In life you stick with the name you’re given, but in business a change of moniker can do the power of good. Or it can be disastrous. Seymour Pierce is one company hoping for the former. The City finance house has had a tough time of it recently. Heavily associated with dot com failures, it recorded “unacceptable losses” and, desperate for a change of fortune, has chosen to re-brand as Investment Management Holdings.

But as Sellafield (formerly known as Windscale before a massive leak of radiation in 1957) has found, disassociating yourself from the past, is not always that easy.

When it’s time to change

You’d better have a damn fine reason for changing what your business is called, as it’s not as simple as adopting a name you happen to think sounds good or is ‘of the moment’, such as incorporating ‘new media’ in the title and then finding the sector unfashionable. And that’s the advice of most brand consultants, who would obviously love you to spend your money with them.

“People think as branding consultants we’re pro name change. That’s not the case,” says Yannis Kavounis, associate director at Interbrand. He adds that if the need is obvious, don’t over-analyse with focus groups and surveys, get it changed and get on. “Some people get so caught up in names they delay the launch of a company or if re-naming look as if they’re more interested in themselves than their customers,” adds Ben Harris of New Brand Vision. “It looks vain.”

So in that case, what instances would justify it? For Seymour Pierce the company had already changed considerably, following a strategic review. And beyond its losses and damaged image, it had sold parts of the business, is eager to win new clients and “look to the future with some optimism,” as chairman Keith Harris puts it.

If your current name no longer reflects the focus of the business or could be misleading to your target audience then like Seymour Pierce, you may be wise to consider your options. After all, the name is most likely to be the first thing customers and suppliers come across and first impressions matter.

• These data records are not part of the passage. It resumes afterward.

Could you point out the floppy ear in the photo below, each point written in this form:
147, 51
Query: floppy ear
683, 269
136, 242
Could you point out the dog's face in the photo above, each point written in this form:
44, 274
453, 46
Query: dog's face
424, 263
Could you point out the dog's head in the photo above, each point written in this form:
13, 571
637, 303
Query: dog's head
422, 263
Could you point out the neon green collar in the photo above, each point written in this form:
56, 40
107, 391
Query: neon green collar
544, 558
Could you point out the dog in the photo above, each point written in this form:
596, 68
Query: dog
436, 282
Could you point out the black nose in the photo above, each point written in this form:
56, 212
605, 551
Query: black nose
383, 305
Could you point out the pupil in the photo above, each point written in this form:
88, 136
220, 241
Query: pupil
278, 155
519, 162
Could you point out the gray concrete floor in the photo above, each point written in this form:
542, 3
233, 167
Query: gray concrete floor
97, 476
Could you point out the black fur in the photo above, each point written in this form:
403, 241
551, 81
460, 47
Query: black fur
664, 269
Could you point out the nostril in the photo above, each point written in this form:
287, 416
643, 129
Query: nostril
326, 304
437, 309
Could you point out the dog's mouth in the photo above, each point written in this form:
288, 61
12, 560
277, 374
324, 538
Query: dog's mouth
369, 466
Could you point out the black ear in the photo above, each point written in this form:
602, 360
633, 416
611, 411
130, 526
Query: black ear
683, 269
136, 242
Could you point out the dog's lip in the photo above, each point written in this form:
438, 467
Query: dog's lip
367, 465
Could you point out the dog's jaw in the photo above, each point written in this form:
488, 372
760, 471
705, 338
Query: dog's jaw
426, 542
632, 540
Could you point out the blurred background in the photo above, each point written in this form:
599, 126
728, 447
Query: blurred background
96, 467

Other reasons, whether justified or not, include mergers and de-mergers, bad publicity or the leading figure gaining an unwanted reputation (why Ratner became Signet). Or it could be for simplicity or modernisation (BT and Abbey re-branded because that’s what their customers called them), diversification or because the product the company produces is better known than the company itself (inventor Trevor Bayliss’ clockwork radio the ‘Freeplay’ was produced by Baygen, now known as Freeplay Energy Group). Then there’s preparing for a listing (as was the case with software company Misys, which wanted to differentiate its IFA network, so ‘opened’ Sesame), targeting a new customer base, or expanding into foreign markets where the name no longer works.